For a given increase in Pco2, there is a smaller decrease in pH in chronic respiratory acidosis than in acute respiratory acidosis
123
Why is there a small decrease in pH for chronic respiratory acidosis compared to acute?
Answer lies in mechanisms used to raise [HCO3-]. NH3 production takes 4-5 days to be fully turned on. So initially can only raise [HCO3-] by titratable acid, so limited. With time, can use NH3 production which has a considerable capacity to raise [HCO3-].
124
Why can high acidity lead to ventricular fibrillation?
High acidity will cause Hyperkalaemia as H+ ions are buffered intracellularly in exchange for K+ ions
125
When there is ECF volume deficit and acid/base disturbance what happens?

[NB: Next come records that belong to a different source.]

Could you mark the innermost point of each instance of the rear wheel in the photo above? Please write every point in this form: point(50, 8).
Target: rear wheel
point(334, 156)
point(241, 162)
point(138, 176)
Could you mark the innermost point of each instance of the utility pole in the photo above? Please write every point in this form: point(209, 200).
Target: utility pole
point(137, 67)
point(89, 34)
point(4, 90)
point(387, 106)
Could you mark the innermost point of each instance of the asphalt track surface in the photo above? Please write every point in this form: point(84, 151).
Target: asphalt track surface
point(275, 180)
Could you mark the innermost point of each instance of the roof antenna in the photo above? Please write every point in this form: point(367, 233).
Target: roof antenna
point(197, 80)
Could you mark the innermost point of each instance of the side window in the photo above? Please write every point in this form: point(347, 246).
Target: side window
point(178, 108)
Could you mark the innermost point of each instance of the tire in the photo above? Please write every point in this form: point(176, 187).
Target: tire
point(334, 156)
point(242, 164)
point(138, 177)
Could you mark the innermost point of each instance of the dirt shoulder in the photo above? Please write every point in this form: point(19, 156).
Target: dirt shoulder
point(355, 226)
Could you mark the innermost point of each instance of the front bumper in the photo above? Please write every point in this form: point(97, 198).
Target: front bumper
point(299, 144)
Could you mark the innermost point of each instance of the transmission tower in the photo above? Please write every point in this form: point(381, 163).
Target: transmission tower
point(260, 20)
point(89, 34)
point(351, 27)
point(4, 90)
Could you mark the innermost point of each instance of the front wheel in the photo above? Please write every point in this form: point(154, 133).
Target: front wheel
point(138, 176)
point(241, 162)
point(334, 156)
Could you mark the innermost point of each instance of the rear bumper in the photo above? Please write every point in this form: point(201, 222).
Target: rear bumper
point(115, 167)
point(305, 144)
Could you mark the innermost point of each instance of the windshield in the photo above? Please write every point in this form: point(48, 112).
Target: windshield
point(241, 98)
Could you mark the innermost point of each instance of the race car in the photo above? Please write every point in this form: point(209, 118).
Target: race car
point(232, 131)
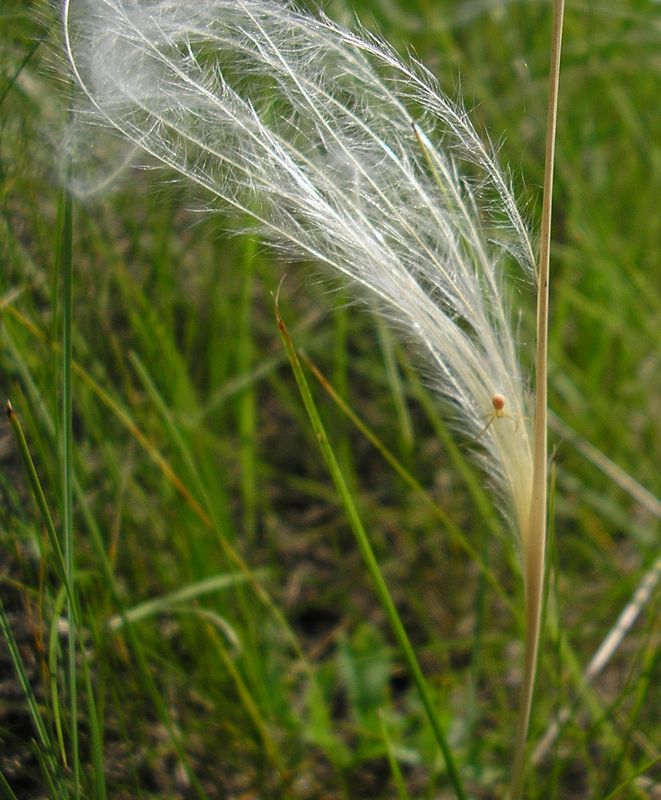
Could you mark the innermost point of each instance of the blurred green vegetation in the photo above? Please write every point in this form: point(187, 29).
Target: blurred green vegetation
point(265, 667)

Restoration of volume takes precedence over acid/base disturbance
126
Why can excess ingestion of liquorice cause metabolic alkalosis?

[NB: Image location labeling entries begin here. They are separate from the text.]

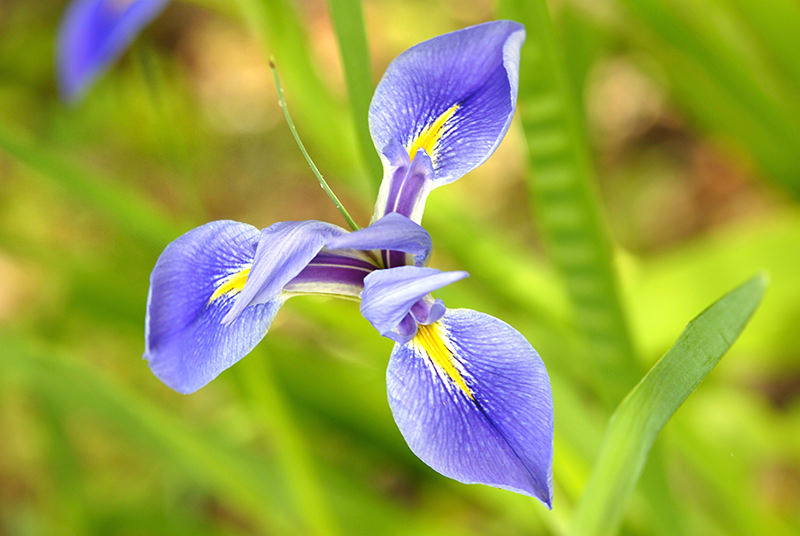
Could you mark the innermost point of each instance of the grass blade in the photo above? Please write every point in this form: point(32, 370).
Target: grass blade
point(281, 31)
point(125, 207)
point(565, 203)
point(348, 23)
point(638, 419)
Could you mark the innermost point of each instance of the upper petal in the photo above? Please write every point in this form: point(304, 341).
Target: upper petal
point(193, 285)
point(472, 399)
point(284, 250)
point(94, 33)
point(453, 96)
point(389, 295)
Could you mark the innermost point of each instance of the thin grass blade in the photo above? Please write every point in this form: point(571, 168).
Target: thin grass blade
point(348, 23)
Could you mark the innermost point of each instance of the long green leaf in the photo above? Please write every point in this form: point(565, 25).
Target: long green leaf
point(348, 22)
point(564, 201)
point(635, 424)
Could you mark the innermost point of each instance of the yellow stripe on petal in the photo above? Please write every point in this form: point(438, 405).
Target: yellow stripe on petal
point(430, 340)
point(232, 284)
point(431, 134)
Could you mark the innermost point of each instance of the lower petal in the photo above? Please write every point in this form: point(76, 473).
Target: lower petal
point(192, 287)
point(472, 399)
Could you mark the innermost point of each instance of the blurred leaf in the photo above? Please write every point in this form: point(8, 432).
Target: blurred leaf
point(717, 78)
point(348, 22)
point(241, 478)
point(565, 203)
point(266, 401)
point(638, 419)
point(122, 205)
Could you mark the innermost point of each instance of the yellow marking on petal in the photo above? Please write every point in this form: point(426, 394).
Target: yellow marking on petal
point(233, 284)
point(431, 134)
point(430, 339)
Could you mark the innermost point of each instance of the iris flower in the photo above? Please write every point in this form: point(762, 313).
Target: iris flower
point(469, 394)
point(93, 34)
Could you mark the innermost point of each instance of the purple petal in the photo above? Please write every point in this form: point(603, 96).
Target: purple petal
point(284, 250)
point(393, 232)
point(472, 399)
point(332, 274)
point(93, 34)
point(389, 295)
point(453, 95)
point(186, 343)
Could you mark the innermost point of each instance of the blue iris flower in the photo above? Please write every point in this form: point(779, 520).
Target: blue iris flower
point(469, 394)
point(93, 34)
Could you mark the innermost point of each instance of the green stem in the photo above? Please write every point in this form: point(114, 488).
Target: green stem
point(282, 101)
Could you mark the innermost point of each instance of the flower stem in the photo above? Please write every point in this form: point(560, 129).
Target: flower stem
point(282, 101)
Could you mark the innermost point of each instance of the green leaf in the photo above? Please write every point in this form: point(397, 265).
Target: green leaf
point(348, 22)
point(122, 205)
point(565, 204)
point(215, 464)
point(638, 419)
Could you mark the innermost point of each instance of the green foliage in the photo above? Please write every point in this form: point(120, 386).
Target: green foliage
point(647, 408)
point(640, 229)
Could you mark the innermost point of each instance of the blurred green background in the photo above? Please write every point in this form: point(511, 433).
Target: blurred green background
point(684, 125)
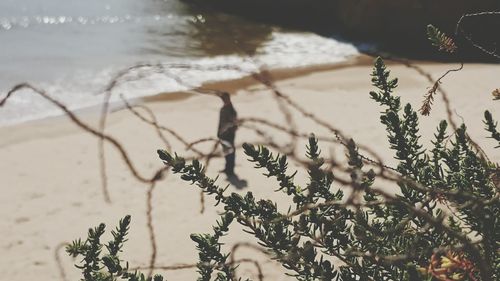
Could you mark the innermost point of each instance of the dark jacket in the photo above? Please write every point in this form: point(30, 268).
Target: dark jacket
point(227, 123)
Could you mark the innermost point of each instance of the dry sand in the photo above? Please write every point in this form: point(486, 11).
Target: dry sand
point(50, 181)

Liquorice contains glycyrrhizic acid, which is very similar to aldosterone
127
Why does alkalosis occur in vomiting/diarrhoea even though acid and alkali are lost?
Decreased ECF, increases aldosterone which causes contraction alkalosis
128
What is the anion gap?
- The difference between the sum of the principal cations (Na+ and K+) and the principal anions in the plasma (Cl- and HCO3).
- Normally 14-18mmoles/L
129
What can the anion gap be useful to measure?

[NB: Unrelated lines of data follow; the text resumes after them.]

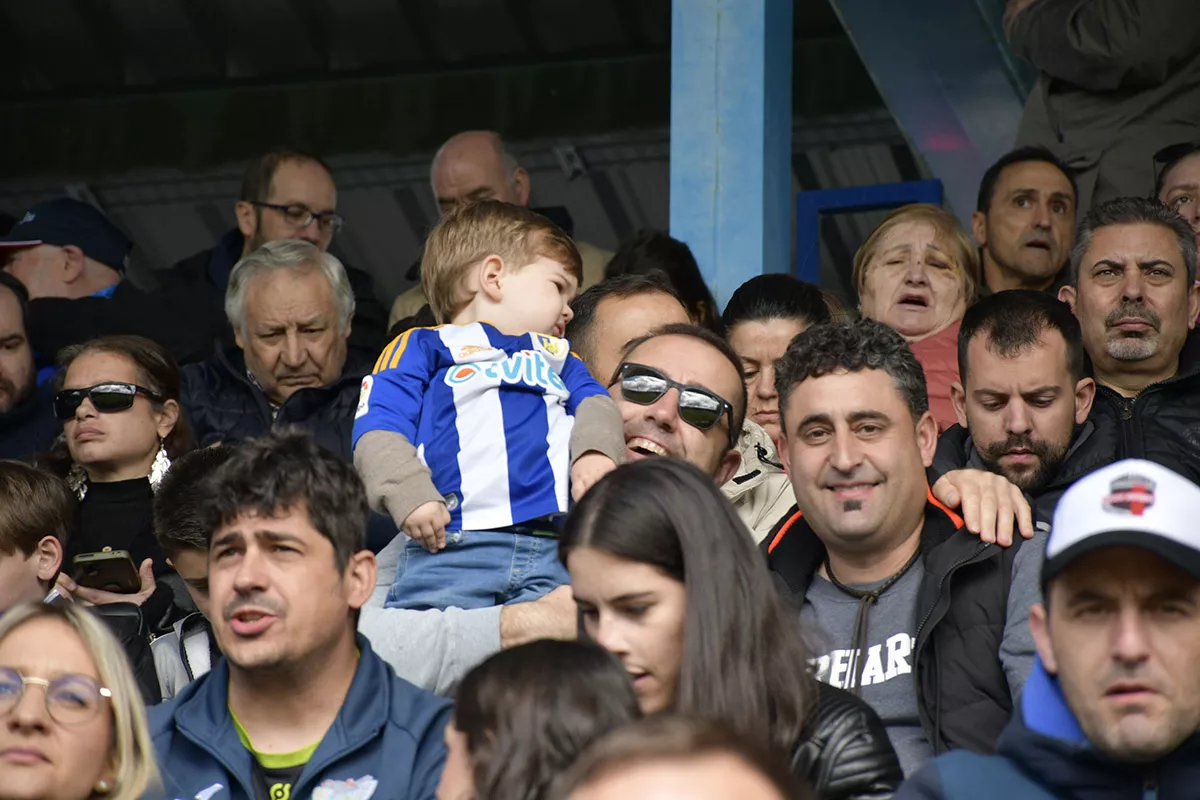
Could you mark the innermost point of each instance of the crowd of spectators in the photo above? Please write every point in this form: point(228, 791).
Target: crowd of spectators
point(563, 528)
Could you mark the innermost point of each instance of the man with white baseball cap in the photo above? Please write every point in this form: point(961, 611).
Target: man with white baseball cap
point(1113, 707)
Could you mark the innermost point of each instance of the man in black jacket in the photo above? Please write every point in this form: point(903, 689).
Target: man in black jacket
point(1113, 707)
point(71, 260)
point(291, 307)
point(27, 414)
point(285, 194)
point(1133, 274)
point(1024, 398)
point(874, 560)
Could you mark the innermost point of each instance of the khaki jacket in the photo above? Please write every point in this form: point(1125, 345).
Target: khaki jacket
point(760, 491)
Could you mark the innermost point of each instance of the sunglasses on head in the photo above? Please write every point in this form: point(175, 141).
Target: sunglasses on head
point(105, 398)
point(699, 407)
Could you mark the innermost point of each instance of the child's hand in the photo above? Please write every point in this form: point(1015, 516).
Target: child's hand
point(427, 524)
point(588, 468)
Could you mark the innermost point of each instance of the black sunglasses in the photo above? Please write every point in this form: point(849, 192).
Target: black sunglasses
point(301, 216)
point(105, 398)
point(699, 407)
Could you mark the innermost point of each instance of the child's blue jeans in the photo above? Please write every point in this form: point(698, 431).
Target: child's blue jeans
point(478, 569)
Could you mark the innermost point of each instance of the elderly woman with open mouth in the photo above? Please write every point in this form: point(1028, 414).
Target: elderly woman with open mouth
point(917, 272)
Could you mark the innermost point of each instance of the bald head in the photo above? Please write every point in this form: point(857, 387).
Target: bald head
point(474, 166)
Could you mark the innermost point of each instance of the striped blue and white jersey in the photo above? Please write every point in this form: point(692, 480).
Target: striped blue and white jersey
point(490, 414)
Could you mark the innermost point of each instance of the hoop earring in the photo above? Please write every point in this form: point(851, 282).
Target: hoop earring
point(77, 481)
point(160, 467)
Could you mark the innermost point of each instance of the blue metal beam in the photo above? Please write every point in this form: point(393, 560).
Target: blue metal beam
point(731, 137)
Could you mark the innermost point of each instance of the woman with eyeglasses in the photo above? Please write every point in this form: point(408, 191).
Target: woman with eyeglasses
point(667, 581)
point(121, 421)
point(761, 319)
point(72, 726)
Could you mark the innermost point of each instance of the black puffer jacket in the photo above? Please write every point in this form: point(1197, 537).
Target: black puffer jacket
point(1090, 450)
point(222, 404)
point(1162, 423)
point(847, 755)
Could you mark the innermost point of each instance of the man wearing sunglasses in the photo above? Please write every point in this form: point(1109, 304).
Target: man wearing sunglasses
point(681, 395)
point(285, 194)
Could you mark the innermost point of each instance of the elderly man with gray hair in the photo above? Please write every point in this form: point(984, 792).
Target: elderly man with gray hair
point(291, 307)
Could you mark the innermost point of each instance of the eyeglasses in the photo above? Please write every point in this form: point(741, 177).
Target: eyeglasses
point(699, 407)
point(70, 699)
point(301, 216)
point(105, 398)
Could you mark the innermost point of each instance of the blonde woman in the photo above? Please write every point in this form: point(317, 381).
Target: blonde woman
point(72, 726)
point(917, 272)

It can be useful to measure the anion gap in metabolic acidosis.
There are 2 patterns of metabolic acidosis in terms of anion gap, in one there is no change from normal and in the other the anion gap increases.
130
When is there no change in the anion gap in metabolic acidosis?
If the acidosis is due for example to a loss of bicarbonate from the gut, then the reduction of bicarbonate is compensated by an increase in chloride and so there is no change in anion gap.
131
When does the anion gap increase in metabolic acidosis?
However in eg lactic or diabetic acidosis, the reduction in bicarbonate is made up by other anions such as lactate, acetoacetate, -OH butyrate and so the anion gap is increased.